Quanto era bello l’asterisco ai tempi delle puntualizzazioni, quando ci ricordava con una nota a piè di pagina la precisazione da tenere in considerazione. Adesso l’asterisco spopola a difesa del genere: contro il maschile indifferenziato, una forma di rispetto anti-sessista secondo la Treccani.
Il dibattito non è nuovo, da un paio di anni è facile intercettare articoli quali:
Di recente su un tema molto più ampio sono intervenuti diversi intellettuali tra i quali J.K. Rowling, Margaret Atwood, Noam Chomsky, Salman Rushdie, Ian Buruma e Anne Applebaum contro le censure del politicamente corretto.
A parlarne è anche Pierluigi Battista in un articolo pubblicato sul Corsera nel quale diffusamente si ripercorrono gli ostacoli che ad oggi vivono le statue di Colombo e Churchill per rimanere erette, oppure quanto siano vicine ad un secondo rogo uncinato il Tito Andronico di Shakespeare, Lolita di Nabokov o il Grande Gatsby di Fitzgerald.
Tornando all’asterisco, mannaggia all’italiano, ma purtroppo non ha ereditato il comodo neutro dal genitore Latino; la parità e l’uguaglianza di genere scritta nero su bianco dobbiamo dunque conquistarla attraverso escamotage come, ad esempio, l’asterisco.
Ma quella dell’asterisco (o altre puttanate simili) non deve essere una scelta obbligata; la sensibilità di ciascun redattore deve essere lasciata libera di esprimersi secondo il proprio parametro e gusto estetico (la lingua è anche questo) passando per buona anche l’ipotesi di mandare a fanculo l’asterisco e senza offese per nessuno.
Nella mia classifica top dei termini super fastidiosi, ben oltre l’asterisco (che personalmente amo, i.e. asterisco Pride Palermo che mi ha tenuto per un anno compagnia sul mio quaderno, vedi foto), includo:
1. Avvocata
2. Sindaca
Se questo è l’andazzo, allora auspico che si introduca ben presto Piloto, almeno per esorcizzare la mia paura al volo in ragione dell’ingiustificato, atavico e  sessista proverbio di donna al volante pericolo costante. Per dire una suprema banalità, penso che sia più gratificante sentirsi dire brava piuttosto che sindaca o avvocata (mamma mia che torciglioni alla panza).
La lingua si sa, segue il suo corso, e può essere tagliente e offensiva solo quando volutamente la si usa come arma e, nel caso del bullismo, può e sa uccidere.
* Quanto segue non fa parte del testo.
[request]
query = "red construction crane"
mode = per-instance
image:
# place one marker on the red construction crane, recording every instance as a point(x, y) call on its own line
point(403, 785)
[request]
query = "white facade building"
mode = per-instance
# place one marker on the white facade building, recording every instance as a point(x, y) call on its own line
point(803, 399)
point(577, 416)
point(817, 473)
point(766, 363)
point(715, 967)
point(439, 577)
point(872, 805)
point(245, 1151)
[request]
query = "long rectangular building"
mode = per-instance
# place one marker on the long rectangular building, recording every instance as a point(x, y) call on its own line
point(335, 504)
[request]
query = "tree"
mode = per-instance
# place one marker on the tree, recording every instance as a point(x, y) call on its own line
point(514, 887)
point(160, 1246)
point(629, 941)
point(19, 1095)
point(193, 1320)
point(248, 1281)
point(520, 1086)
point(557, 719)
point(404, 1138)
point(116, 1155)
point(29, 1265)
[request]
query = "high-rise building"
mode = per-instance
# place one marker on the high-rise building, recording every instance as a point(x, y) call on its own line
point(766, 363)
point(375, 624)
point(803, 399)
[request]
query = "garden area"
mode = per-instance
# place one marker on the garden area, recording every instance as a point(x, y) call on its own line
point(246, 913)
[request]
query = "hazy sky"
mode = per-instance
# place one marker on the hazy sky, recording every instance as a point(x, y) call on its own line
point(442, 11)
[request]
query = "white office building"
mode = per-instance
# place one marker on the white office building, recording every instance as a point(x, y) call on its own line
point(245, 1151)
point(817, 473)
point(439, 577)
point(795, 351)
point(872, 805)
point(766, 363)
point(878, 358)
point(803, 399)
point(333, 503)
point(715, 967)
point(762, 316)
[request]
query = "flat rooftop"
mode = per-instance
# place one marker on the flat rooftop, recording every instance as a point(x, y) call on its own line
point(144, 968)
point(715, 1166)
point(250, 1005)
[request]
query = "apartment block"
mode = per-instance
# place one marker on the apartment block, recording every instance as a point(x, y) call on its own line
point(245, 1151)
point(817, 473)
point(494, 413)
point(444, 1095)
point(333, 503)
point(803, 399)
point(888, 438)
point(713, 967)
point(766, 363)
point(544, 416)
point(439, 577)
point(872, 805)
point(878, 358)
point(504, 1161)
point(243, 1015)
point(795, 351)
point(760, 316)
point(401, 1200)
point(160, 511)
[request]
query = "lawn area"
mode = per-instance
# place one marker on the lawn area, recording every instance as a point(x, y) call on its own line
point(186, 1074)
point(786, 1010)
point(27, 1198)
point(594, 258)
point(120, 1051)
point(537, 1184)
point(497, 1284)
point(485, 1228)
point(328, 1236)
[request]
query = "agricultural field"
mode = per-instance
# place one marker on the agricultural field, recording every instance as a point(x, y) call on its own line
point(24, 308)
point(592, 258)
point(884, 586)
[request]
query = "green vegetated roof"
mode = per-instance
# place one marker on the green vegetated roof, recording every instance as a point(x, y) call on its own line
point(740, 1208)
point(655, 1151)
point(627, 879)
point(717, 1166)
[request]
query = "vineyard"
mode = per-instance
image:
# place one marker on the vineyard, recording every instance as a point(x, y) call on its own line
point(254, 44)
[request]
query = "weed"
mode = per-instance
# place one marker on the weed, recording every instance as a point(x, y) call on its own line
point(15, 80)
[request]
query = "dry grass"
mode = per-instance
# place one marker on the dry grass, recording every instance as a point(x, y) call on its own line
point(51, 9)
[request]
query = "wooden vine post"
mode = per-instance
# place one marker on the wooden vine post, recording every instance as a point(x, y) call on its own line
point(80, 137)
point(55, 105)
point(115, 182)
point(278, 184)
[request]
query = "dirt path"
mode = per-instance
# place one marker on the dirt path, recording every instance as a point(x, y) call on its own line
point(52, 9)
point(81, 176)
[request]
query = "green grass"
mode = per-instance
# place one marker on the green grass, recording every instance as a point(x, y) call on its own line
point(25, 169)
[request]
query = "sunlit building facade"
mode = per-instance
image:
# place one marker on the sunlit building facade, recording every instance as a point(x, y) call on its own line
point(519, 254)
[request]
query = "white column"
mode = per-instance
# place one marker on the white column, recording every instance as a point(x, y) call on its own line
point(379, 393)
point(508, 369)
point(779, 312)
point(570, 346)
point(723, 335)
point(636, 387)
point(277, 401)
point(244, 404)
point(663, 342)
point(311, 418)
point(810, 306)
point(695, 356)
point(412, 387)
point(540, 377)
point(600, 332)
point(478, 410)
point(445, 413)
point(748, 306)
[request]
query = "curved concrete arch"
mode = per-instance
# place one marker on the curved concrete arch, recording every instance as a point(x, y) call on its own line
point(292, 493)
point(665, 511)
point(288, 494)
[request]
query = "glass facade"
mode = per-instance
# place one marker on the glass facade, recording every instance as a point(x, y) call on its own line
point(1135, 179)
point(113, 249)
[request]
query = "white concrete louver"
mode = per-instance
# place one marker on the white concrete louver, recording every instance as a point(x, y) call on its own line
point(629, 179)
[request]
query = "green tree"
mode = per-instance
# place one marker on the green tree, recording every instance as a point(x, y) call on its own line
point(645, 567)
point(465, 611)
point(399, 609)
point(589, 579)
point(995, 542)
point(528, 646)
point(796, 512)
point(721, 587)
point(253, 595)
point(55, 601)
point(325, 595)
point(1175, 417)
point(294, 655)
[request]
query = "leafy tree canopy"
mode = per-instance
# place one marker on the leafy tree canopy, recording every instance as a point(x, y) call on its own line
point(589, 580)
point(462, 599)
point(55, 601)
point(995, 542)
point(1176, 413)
Nell’incedere della quotidiana e dannata vita di un redattore o di un burocrate, evitiamo loro l’ulteriore accanimento del politicamente corretto, facendoli grondare di terrore per ogni termine usato in uno scritto. Badiamo, invece, al moralismo di sostanza, quello concreto che nei fatti esplica i maggiori risultati in termini di parità di genere.
Domandiamoci allora perché non abbiamo mai avuto una donna premier*.